TSSB doğal iyileşme sürecinin işe yaramadığı durumlarda ortaya çıkar. İyileşmeyi engelleyen şey ise kaçınmalardır. TSSB tedavisinde tüm travma odaklı terapiler kaçınmayı önlemek üzerine kurulmuştur. Bunlar,
1- Travmayla ilişkili durumlardan kaçınma
2- Travmayla ilişkili düşünce ve anılardan kaçınma
3- İşlevsel olmayan bilişlerin varlığı ‘dünya son derece tehlikeli bir yerdir, kimseye güvenilmez ve ben kötü biriyim’. Kişi kendisi, başkaları ve dünya ile ilgili olarak sürekli abartılı olumsuz inanışlar ve beklentiler geliştirir.

Neden birçok insan travmaya uğradığında savaşmaz ya da kaçınmaz?

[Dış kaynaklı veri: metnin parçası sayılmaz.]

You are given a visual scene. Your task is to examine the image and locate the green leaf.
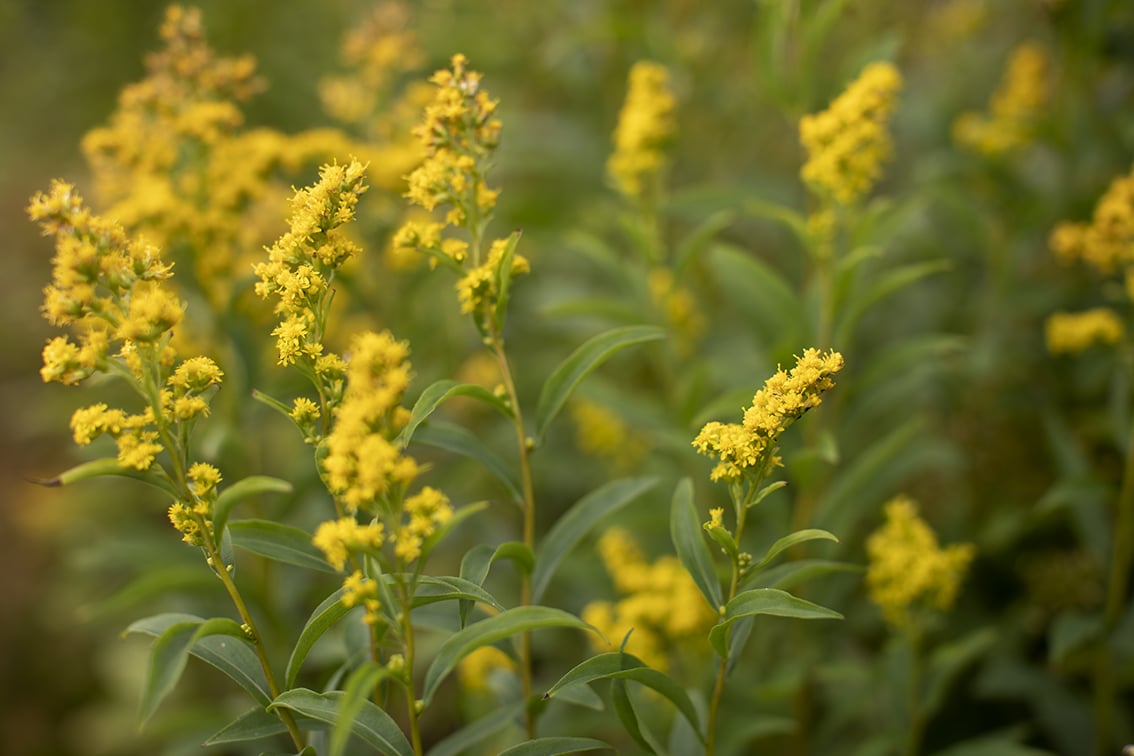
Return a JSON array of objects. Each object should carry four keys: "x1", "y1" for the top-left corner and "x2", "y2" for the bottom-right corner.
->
[
  {"x1": 500, "y1": 737, "x2": 615, "y2": 756},
  {"x1": 535, "y1": 325, "x2": 666, "y2": 443},
  {"x1": 709, "y1": 588, "x2": 843, "y2": 657},
  {"x1": 398, "y1": 379, "x2": 513, "y2": 447},
  {"x1": 422, "y1": 606, "x2": 596, "y2": 706},
  {"x1": 228, "y1": 520, "x2": 336, "y2": 574},
  {"x1": 429, "y1": 703, "x2": 524, "y2": 756},
  {"x1": 122, "y1": 612, "x2": 272, "y2": 706},
  {"x1": 752, "y1": 528, "x2": 839, "y2": 571},
  {"x1": 284, "y1": 588, "x2": 350, "y2": 688},
  {"x1": 413, "y1": 421, "x2": 524, "y2": 503},
  {"x1": 669, "y1": 478, "x2": 725, "y2": 611},
  {"x1": 268, "y1": 688, "x2": 414, "y2": 756},
  {"x1": 127, "y1": 617, "x2": 247, "y2": 724},
  {"x1": 543, "y1": 651, "x2": 702, "y2": 737},
  {"x1": 34, "y1": 457, "x2": 181, "y2": 499},
  {"x1": 204, "y1": 706, "x2": 287, "y2": 746},
  {"x1": 213, "y1": 475, "x2": 291, "y2": 544},
  {"x1": 532, "y1": 477, "x2": 658, "y2": 602}
]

Dünyanın her yerinde kişi hangi kültürden olursa olsun insanların verdiği tepki temelde aynıdır. Bu tepki donma tepkisidir, bu tehlikeyi tespit etmeye yarayan beyin temelli bir tepkidir. Kişide abartılı irkilme tepkileri, odaklanma güçlükleri ve uyku sorunları görülebilir. Psikanalitik görüş travma deneyiminin çözümlenmemiş iç çatışmayı harekete geçirdiği varsayamına dayanmaktadır. Freud şiddetli travmaların tüm savunma mekanizmalarını aşarak ağır ve acı verici bir şekilde yaşanırken bastırma(represyon) travma karşısında yetersiz kaldığını ve egonun bu durumla başetme gücünün kalmadığını belirtir. TSSB hastalarının gördüğü rüyaların dinamik açıdan görevi kişide gerilim yaratan durumun tekrar tekrar yaşama yoluyla geçte olsa boşalımını sağlayarak, engel olmadığı uyaranlar üzerinde kontrol sağlamasına olanak sağlamaktır. Bu başarıldığında korkutucu rüyalar kaybolmakta ve uyku düzelmektedir. Kişiler rüyalarda travmatik olayla ilgili şeyleri gördüklerinde endişelenirler ve güncel hayatlarında yaşadıkları travmayı düşünmemek için devamlı bir çaba haline girerler ve olay işlenmediği için pasif kalır ve kişi, travmayı çağrıştıran bir olayla karşılaştığında olay pasifize olduğu için devamlı ilk gün gibi canlılığını korumaktadır. Kişiler olayı çağrıştıran yerlerden ya da düşüncelerden kaçtığında olan işlenmiyor ve canlılığını korumaya devam ediyor. Tüm kaygı bozuklukları ve travma odaklı problemlerde kişi kaçınmayı devam ettirdiği için doğal iyileşme gerçekleşemiyor. Rüyalarda travmatik olayı pasif halden aktif hale getirerek travmatik olayı aktif olarak yeniden kurar. Önemli olan beyinde pasif olan olayı aktif hale getirerek bireyde boşalım sağlamak.

Amaç kişinin kendilik algısında değişimi başlatmak olmaktadır.
1- Başlarından geçen travmatik yaşantının ‘kurbanı’ olarak değil, travma sonrasında ‘hayatta kalanı’ olarak görmeleri.
2- Eğer bu kadar zor bir durumun üstesinden gelebildiysem hayattaki her şeyin üstesinden gelebilirim düşüncesiyle kişinin özgüveni artmaya başlar.
3- İnsan ilişkilerinde değişim sağlamakta ve başkalarıyla iletişim kurmaya, onlardan destek almaya, insanların iyi oluşları stres önleyici rol oynamakta ve olumsuz duygulanım etkilerini azaltmaktadır.
4- Travmayla baş edebilmiş kişiler zor durumlarda olan başka insanlara karşı daha duyarlı olmaktadır.
5- Diğer insanlara daha empatik ve yardım etme eğilimlerinde artış söz konusu olmaktadır..
6- Yaşam felsefesinde değişim de başlamakta ve yaşamın değeri, anlam arayışı, varoluş teması ve ruhsal gelişimi artmaktadır.
7- Travmatik deneyim sonrası bireylerde ikinci bir şansın verildiği ve hayatın kendisine bağışlandığı duygusu yaratır.
8- Yani bireylerde yaşadıkları travma sonrası hayatta kalma, iyileşme-düzelme ve gelişim gözle görülür bir şekilde görülmektedir.
9- Amaç hastanın travmayı düşünmekle tekrar yaşamak arasındaki farkı görmesine yardımcı olur.